Reference will now be made in detail to a particular embodiment of the invention an example of which is illustrated in the accompanying drawings. While the invention will be described in conjunction with the particular embodiment, it will be understood that it is not intended to limit the invention to the described embodiment. To the contrary, it is intended to cover alternatives, modifications, and equivalents as may be included within the spirit and scope of the invention as defined by the appended claims.
Previous string matching techniques have had one or more of the disadvantages of false positives, high memory bandwidth requirement, large memory requirement, and unpredictable lookup latency. The described string-matching engine overcomes these drawbacks with a low memory and logic requirement using a combination of up front filtering to detect a mismatch (based, in part, upon the Bloom filter approach) followed by a low-memory, low-memory-bandwidth, high-speed mechanism to avoid false positives.
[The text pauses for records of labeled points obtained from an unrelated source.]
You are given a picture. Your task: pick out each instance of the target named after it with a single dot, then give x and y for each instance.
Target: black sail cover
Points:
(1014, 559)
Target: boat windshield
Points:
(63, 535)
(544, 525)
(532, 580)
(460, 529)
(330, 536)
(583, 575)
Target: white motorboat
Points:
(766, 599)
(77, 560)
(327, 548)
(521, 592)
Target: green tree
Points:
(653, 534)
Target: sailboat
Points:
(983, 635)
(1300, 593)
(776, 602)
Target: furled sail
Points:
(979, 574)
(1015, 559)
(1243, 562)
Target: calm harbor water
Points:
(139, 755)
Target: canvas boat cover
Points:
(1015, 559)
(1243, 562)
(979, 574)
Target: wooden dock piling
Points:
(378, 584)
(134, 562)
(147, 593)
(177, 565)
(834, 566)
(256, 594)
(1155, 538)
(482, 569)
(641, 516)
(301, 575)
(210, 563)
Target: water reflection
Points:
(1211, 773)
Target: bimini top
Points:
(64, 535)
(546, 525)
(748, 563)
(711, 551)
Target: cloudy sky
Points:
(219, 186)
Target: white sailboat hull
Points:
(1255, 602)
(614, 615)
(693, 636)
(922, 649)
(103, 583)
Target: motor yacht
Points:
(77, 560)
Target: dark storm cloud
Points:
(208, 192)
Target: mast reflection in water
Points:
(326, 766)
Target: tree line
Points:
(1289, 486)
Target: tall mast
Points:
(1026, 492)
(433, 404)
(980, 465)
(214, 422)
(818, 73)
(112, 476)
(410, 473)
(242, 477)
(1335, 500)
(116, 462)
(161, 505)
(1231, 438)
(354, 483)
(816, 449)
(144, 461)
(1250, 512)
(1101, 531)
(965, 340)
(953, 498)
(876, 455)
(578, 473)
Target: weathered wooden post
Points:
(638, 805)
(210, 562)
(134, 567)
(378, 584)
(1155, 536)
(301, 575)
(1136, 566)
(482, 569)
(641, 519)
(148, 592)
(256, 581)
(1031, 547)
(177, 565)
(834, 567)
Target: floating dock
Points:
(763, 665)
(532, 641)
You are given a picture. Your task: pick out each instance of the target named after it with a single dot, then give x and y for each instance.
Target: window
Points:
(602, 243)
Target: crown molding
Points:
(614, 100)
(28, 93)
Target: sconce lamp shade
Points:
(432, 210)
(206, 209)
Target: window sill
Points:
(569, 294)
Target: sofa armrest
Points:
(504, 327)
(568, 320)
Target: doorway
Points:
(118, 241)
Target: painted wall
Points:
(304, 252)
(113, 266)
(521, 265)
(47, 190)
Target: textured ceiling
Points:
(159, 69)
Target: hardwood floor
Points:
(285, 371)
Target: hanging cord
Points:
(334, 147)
In this way, the described string matching engine provides for efficient string matching using a low memory collision-free hash-based look up scheme with low average case bandwidth and power requirements that overcomes prior art limitations by providing the ability to match against a large dictionary of long and arbitrary length strings at line speed.
Generally speaking, the described embodiments utilize a primary memory (configured as a hash lookup table) arranged to store a transitively unique address identified for each dictionary entry S (character strings of arbitrary length) stored in a secondary memory. For every dictionary entry, an entry addition into the primary memory is performed by first checking if any hashed row for the entry to be added into the primary memory is not already being used as a unique bit by another entry. If such a row is not found, then the already existing entry that is colliding with the new entry is transferred to an alternate location when no unique address is found for the new entry. What is referred to as a unique bit (b0) at each primary memory address is used to mark the use of that particular address as a unique location corresponding to a particular dictionary entry. A second bit (or collection of bits (b1 to bx)) may be used to indicate if that primary memory address was hashed to by any other element of S as well as provide a counter that facilitates dictionary entry deletion. A third set of bits (bx+1 to bx+w) at a memory address location stores the address pointing to the secondary memory where the input key (or key-fingerprint) and any data associated with the key is stored.
In order to facilitate the understanding of the description of selected embodiments, a brief discussion of hashing is presented.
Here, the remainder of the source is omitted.